The median predicts that the official cash rate (OCR) will reach 1.75% by the end of next year and 2.0% by the end of 2023. Still, it’s below 2014 levels since the RBNZ last raised rates for the fourth straight quarter.
New Zealand’s annual inflation rate rose to 4.9% in the third quarter. This is the fastest pace in more than a decade due to housing-related costs and other supply constraints.

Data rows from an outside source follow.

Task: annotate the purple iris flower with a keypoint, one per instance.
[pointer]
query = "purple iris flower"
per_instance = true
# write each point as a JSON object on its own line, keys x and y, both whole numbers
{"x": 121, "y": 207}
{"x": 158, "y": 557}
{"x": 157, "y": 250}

The RBNZ also warned that more sustained inflationary pressures and rising inflation expectations, coupled with slowing growth, could lead to a sudden tightening of fiscal conditions.
Meanwhile, the unemployment rate fell to 3.4% in the third quarter, hitting a record low in December 2007. This was about the same time that the US economy fell into a serious recession after the burst of the housing bubble.
New Zealand’s sizzling housing market is also prominent in central bank monetary policy decisions. The central bank recently said house prices were above sustainable levels, increasing the likelihood of a correction.
Home prices have nearly doubled in the last seven years, at the most affordable prices in OECD countries due to chronic housing shortages, historic low interest rates, and cheap access to capital through government pandemic-led stimulating spending. is not.
“The labor market is stronger than ever and inflationary pressures are higher, while the housing market cycle seems to be very mature, and the minor COVID-19 problems are spreading nationwide,” Sharon said. .. Zollner, Chief Economist at ANZ.
“After all, the case of monetary tightening is clear.”